All I'm saying here - in trying to determine a diagnosis, often you need to be broadminded and prepared to think outside the square.

But when trying to ensure your child's needs are met (not always the same thing as getting a good diagnosis and medications) you need to focus more specifically on your own child and where he can excel, what he is interested in, and where he is struggling. Use the strengths and abilities to try to overcome the problems. Also you as parent have to be confident in your own knowledge and abilities when it comes to your own child. It can take a lot of personal sacrifices, but if you consider your efforts to be an investment in your child's future, it is a lot easier to justify the effort and not feel so resentful. We have a fairly narrow window of opportunity to help our kids, before they are legally adults and out of our reach. All we can do is the best we can, in the time we have.

We are home-schooling difficult child 3 (in a way) via a state-based correspondence school. As I said, difficult child 3 is socially outgoing and also because he is autistic, homeschooling was greatly resisted by the education department. difficult child 3 is also very strong-willed and resists my teaching him. However, tis is working for us better tan anything else. It's as if he is finally learning anything at all, he learned noting while in mainstream. Well, a nothing - mainstream taught him tat his lot in life is to be bullied. He also learned some bad habits socially from the bullies.
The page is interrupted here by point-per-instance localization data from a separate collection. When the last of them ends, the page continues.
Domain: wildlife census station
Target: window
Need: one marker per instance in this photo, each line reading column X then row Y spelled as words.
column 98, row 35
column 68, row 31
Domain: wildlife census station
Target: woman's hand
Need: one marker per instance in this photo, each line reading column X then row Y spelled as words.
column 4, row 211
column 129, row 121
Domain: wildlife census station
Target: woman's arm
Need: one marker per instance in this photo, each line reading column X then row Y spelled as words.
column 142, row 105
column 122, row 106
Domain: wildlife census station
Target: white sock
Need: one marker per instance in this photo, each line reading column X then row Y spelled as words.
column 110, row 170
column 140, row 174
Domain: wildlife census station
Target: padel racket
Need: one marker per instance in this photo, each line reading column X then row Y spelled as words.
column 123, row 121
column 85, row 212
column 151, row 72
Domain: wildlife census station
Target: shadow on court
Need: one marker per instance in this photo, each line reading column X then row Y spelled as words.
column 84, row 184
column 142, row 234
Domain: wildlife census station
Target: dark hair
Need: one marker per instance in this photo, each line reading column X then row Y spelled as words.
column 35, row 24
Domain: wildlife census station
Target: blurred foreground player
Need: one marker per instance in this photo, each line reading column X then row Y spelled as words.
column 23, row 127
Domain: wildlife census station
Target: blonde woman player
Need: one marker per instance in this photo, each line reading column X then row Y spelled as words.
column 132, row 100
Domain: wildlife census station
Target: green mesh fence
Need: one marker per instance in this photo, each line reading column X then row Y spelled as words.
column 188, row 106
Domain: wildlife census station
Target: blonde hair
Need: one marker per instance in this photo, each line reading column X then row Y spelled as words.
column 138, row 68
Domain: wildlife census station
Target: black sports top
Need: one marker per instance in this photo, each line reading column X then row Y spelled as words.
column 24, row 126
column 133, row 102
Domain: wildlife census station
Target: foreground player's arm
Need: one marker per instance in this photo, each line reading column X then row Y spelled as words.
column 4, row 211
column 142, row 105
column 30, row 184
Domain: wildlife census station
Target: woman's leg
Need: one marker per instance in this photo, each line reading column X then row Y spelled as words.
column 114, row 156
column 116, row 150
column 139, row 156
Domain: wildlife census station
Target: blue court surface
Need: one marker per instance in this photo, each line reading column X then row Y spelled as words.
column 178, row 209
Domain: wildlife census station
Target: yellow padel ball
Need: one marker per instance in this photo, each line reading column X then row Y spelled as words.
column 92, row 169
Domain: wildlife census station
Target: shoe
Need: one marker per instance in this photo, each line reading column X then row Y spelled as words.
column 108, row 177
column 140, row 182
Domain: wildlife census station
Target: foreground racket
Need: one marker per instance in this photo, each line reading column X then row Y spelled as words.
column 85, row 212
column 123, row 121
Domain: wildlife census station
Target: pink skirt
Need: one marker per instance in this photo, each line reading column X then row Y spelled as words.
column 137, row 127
So for us, this works. But it works because difficult child 3 has a lot of control over his own education. He has standards to meet but within those, I let him choose what subject to work on and when. If he is falling too far behind in one area because he is preferring a different subject, he soon makes the choice to balance things out so he is working at about the same level for all subjects.

"Explosive Child" is a brilliant book which helped us a great deal, especially in putting together a good system to get him working well at home. On the social side - when school hours finish and other neighbourhood kids come home from school, difficult child 3 has finished his academic workload and is ready to go play. When he was in mainstream, he was coming home with loads of homework, which was made up from all the work he had not been able to complete during the day. Now, he is far freer to socialise than before. also he sometimes accompanies me on shopping outings which gets him mixing with members of the public in a standard life skills environment, so he is learning practical socialising and also helping me buy the groceries!

Anyway, welcome and let us know how you're getting on.